どちらにせよ、この日本では誰かの犠牲の上に成り立っている、見えない誰かの犠牲の上に成り立ってるのがこの世界…と表面上は見えるけど、その要石の名前がダイジンで、本来の役目を放棄して好き勝手する、SNSにもお構いなしで要石としての機能が失われ、当の大臣が、いざ東京にミミズが落ちる、大災害がまたという場面で「人がいっぱい死ぬね、くり返すね」と他人事なのは、災害に対する政府の本気度、いわゆるお飾り大臣への批判が込められている?

逆に要石になった閉じ師を「大臣」と呼び、厄災を封じ込めるための犠牲と考えると、現実での政府の大臣はそういう自己犠牲の精神が必要ということなのかな?
まぁ、現実として考えると政府の大臣はぶっちゃけ権力と金が得られるわけで、自己犠牲という前に国のために自身を犠牲にするに値するだけの報酬はしっかり得ていると思うけれど…。

まぁ政府の大臣が無責任って気がするのは事実だけど、でも大臣がしっかりしてたからって地震が起きないわけじゃない…大臣の役目は起きてしまった厄災への対処、事後の対応なのでは?

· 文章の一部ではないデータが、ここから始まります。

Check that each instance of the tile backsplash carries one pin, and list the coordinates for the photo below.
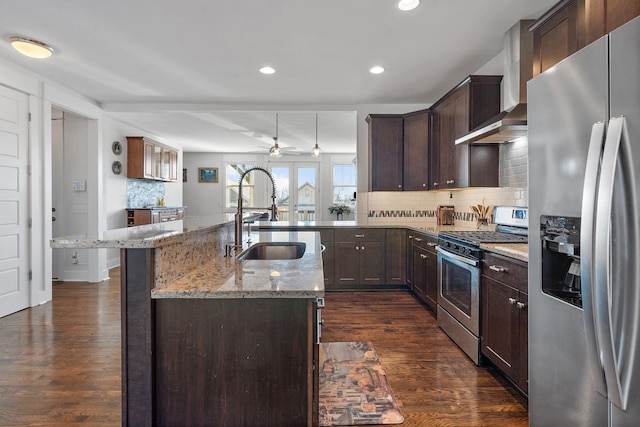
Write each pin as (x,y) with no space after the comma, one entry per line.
(142,193)
(418,208)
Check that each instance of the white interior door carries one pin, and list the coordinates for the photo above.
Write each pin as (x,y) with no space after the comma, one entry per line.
(14,208)
(296,190)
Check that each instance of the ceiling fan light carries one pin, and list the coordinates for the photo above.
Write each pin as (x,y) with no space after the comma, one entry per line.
(275,150)
(31,48)
(406,5)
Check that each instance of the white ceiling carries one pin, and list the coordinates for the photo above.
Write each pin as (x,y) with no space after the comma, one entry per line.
(186,71)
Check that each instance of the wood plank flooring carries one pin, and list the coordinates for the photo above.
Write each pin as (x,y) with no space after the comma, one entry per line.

そしてこの映画のダイジン(閉じ師の犠牲)が決定的に違うのは、閉じ師は一般には隠された、要石=ダイジン=犠牲となったとしても誰にも称賛はされず、人知れず犠牲になっている部分だと思う。
現実の大臣とは違い、要石から解放され自由の身になった時に、もう犠牲になるのは嫌、自由にしたいと思ったとしても正直に言って責める気にはなれない。
現実の政治家の大臣は自分でなりたくて政治家になるために、国民のために働くので清き一票をと声をあげてなるわけで自己犠牲を強いられても当然と言えば当然だしその分の報酬も名誉も得ている、辞めたければ辞めればいい。

劇中のダイジンとはずいぶん境遇が違うと思う。



私がこの映画がいまいちな理由

ということで、見出しの通り正直に言って今回の新海監督の映画は個人的には微妙。
相変わらず映像は奇麗だし、舞台もどんどん移り変わって飽きないし、言いたいことも概ね分かった気になっているので、理解できなくてつまらないってことではないのだけど、でもなんか今回はあんまり…。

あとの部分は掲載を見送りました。